Shelton, a longtime Fed critic who supports a return to the gold standard, was stopped in a 50-47 vote that was shaken up by some GOP senators being absent and Vice President-elect Kamala Harris going to the Senate floor.
Senate Majority Leader Mitch McConnell (R-Ky.) required just 50 Republicans to vote for Shelton to move her nomination ahead.
The upper house of Congress has a 53-47 GOP majority, for now, suggesting that McConnell could let himself lose three votes to push Shelton through. If a 50-50 tie appeared, Vice President Mike Pence would be able to vote in favor and break the tie.
McConnell was dealt multiple blows before the vote.

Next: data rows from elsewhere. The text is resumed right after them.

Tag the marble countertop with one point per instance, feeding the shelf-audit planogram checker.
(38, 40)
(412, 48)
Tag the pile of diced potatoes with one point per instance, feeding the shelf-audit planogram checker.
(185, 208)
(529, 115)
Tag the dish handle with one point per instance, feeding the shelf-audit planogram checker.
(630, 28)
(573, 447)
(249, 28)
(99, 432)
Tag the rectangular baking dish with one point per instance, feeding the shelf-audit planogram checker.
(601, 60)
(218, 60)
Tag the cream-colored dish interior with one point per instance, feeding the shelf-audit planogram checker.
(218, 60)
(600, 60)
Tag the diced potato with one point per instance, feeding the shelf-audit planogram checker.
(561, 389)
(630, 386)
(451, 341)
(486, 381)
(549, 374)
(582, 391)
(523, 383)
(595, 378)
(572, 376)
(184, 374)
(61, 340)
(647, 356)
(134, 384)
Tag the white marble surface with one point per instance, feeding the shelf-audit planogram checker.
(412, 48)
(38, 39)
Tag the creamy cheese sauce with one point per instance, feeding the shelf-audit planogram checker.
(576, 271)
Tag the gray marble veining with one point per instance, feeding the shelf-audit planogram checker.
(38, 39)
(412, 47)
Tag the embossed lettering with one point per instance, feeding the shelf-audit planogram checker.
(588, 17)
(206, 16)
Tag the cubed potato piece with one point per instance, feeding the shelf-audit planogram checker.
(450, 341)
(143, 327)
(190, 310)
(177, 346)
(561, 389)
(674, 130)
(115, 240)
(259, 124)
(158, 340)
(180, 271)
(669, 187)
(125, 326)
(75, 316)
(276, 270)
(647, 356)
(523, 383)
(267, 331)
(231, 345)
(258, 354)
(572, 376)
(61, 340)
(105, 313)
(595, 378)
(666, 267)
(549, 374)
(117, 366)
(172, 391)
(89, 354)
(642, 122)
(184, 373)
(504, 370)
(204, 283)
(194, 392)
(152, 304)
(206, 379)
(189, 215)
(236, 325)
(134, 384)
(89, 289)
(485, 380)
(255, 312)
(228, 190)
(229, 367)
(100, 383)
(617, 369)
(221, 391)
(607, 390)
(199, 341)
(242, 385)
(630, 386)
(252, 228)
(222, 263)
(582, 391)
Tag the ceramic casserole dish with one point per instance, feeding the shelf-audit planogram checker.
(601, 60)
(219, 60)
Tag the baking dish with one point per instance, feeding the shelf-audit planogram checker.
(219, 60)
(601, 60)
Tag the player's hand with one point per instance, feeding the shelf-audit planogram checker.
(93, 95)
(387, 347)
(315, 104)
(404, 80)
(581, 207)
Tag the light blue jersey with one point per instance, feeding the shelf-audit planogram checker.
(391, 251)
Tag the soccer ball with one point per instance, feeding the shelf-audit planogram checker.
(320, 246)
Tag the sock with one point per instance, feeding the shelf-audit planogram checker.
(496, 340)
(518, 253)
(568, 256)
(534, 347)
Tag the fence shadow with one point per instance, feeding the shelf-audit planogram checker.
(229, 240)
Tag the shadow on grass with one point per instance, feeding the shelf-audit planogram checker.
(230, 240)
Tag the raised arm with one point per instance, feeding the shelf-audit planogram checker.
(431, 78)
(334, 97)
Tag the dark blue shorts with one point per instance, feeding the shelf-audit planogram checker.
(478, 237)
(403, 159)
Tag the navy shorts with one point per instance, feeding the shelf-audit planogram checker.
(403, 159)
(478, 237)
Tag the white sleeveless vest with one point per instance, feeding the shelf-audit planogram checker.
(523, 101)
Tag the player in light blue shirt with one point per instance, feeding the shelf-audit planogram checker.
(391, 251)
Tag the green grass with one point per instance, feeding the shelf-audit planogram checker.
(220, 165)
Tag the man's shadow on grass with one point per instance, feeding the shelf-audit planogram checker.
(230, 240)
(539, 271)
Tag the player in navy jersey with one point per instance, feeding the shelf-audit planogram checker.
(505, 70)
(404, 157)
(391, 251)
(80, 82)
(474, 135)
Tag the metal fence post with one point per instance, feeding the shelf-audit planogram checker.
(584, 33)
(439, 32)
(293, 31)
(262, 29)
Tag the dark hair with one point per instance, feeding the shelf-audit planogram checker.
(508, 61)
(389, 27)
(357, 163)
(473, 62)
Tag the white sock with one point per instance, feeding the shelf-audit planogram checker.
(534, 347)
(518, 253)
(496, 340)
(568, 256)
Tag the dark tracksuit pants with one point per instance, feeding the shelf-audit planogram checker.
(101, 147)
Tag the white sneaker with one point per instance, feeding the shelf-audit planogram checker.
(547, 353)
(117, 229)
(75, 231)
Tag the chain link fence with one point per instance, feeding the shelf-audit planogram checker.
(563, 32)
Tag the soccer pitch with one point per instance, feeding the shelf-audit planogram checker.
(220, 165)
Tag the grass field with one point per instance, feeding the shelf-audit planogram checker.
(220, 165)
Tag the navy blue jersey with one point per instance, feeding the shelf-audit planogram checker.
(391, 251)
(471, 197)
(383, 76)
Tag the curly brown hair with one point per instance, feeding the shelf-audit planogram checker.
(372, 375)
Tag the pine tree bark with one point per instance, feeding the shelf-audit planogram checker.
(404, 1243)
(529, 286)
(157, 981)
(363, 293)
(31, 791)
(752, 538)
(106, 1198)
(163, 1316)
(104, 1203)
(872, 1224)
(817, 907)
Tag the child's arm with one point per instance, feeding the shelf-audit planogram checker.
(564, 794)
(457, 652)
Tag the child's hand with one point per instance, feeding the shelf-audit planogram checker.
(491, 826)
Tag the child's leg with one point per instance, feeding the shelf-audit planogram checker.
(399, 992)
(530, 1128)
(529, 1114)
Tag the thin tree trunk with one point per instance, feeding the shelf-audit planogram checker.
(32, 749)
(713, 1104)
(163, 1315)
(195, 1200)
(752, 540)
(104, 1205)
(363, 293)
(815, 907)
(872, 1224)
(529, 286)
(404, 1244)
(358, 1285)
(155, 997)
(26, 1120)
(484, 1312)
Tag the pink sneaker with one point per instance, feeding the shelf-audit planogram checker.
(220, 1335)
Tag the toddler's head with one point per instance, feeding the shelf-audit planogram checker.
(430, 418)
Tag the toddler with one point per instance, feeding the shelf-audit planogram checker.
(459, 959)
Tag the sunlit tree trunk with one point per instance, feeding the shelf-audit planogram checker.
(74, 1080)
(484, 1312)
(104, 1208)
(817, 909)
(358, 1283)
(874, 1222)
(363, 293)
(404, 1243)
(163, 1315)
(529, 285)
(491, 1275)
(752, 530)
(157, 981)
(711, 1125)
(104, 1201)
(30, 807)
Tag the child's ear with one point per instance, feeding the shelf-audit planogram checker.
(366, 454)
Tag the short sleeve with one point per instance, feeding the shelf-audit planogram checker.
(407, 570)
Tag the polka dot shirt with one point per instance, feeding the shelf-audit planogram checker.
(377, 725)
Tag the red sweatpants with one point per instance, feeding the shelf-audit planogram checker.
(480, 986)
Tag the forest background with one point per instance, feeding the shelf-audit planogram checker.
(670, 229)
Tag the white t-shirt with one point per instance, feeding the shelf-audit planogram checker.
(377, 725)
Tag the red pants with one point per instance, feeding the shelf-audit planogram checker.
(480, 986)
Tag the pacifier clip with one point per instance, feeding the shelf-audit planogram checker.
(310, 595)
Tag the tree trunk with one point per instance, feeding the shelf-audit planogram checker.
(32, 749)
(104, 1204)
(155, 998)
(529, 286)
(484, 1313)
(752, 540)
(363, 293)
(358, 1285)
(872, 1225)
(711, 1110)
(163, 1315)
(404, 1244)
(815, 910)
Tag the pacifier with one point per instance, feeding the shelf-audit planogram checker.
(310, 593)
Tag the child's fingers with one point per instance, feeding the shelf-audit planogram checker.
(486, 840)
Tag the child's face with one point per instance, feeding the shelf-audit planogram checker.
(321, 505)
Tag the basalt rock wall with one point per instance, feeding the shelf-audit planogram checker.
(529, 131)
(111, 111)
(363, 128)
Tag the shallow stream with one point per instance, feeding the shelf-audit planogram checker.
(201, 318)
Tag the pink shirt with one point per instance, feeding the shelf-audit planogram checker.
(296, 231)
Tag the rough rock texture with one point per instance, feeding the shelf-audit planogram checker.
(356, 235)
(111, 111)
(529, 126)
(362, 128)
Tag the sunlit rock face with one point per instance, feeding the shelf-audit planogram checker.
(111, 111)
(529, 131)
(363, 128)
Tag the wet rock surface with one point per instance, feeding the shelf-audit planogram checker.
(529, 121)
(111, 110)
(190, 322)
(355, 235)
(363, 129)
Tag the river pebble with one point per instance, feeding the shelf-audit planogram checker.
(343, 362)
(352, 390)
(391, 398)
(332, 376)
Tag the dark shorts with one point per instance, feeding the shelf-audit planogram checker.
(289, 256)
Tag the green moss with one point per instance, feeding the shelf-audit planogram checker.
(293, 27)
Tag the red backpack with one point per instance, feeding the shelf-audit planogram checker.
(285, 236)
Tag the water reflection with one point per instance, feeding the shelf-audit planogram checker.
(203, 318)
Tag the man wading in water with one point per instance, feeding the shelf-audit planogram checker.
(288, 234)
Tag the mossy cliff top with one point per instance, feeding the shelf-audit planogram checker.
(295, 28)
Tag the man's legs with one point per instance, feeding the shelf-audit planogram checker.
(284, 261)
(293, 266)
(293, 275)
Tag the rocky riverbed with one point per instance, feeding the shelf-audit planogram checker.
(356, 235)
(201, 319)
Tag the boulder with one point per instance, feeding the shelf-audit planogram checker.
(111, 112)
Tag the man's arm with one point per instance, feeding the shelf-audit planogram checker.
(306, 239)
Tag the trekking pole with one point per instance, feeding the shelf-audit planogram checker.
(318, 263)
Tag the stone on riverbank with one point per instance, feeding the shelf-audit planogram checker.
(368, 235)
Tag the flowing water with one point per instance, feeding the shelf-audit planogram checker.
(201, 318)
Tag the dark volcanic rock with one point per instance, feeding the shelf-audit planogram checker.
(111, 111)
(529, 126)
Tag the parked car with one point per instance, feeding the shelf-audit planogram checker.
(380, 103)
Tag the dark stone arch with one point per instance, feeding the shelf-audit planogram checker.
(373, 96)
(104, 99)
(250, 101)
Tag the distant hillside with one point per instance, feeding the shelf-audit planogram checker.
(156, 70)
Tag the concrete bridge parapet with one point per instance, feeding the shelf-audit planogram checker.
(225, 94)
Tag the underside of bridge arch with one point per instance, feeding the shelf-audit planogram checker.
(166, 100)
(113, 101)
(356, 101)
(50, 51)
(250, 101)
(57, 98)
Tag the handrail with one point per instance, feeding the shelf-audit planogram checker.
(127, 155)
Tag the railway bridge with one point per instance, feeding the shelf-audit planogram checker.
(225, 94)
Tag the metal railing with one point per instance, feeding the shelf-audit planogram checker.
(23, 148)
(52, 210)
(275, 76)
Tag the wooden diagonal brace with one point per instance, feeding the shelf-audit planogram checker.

Republicans Mitt Romney of Utah, Susan Collins of Maine and Lamar Alexander of Tennessee all pledged to fight Shelton.
Then Sens. Chuck Grassley (R-Iowa) and Rick Scott (R-Fla.), both of whom encouraged Shelton’s nomination, were incapable of voting because they were quarantining due to the coronavirus. Grassley had tested positive while Scott had been exposed.
In another twist, Alexander announced Monday he would be unable to vote on Shelton’s nomination because he is needed elsewhere for "family matters"
To help the Democrats prevent the nomination, Harris returned to the Senate floor in her position as a California senator to vote against Shelton, helping enough to beat them.
“Senator Harris knows this is an important vote, and she’s here for it. She didn’t need contacting,” Senate Minority Leader Chuck Schumer (D-NY) explained.
McConnell himself voted against Shelton, a tactic which, for procedural purposes, provides him the ability to bring the nomination back for another vote.
If he decides to bring Shelton’s nomination up for another vote, he will face a new obstacle: a single incoming Democratic senator.
Sen.-elect Mark Kelly (D-Ariz.) will be sworn in and follow Sen. Martha McSally (R-Ariz.) when the Senate returns after Thanksgiving to serve out the remainder of the late Sen. John McCain’s term.
Kelly is largely assumed to fight Shelton’s nomination.
Her nomination was passed by the Senate Banking Committee in July on a 13-12 party-line vote. Another President Trump nominee, Christopher Waller, was established at the same time 18-7.
Shelton’s opinions on interest rates have moved in lockstep with Trump’s. She has also shown doubt over the Fed’s need to set policy independently from the president and Congress.
The US dropped the gold standard, a system in which currency is backed by gold, in 1933 throughout the Depression when Congress passed a resolution nullifying the right of creditors to demand payments in gold.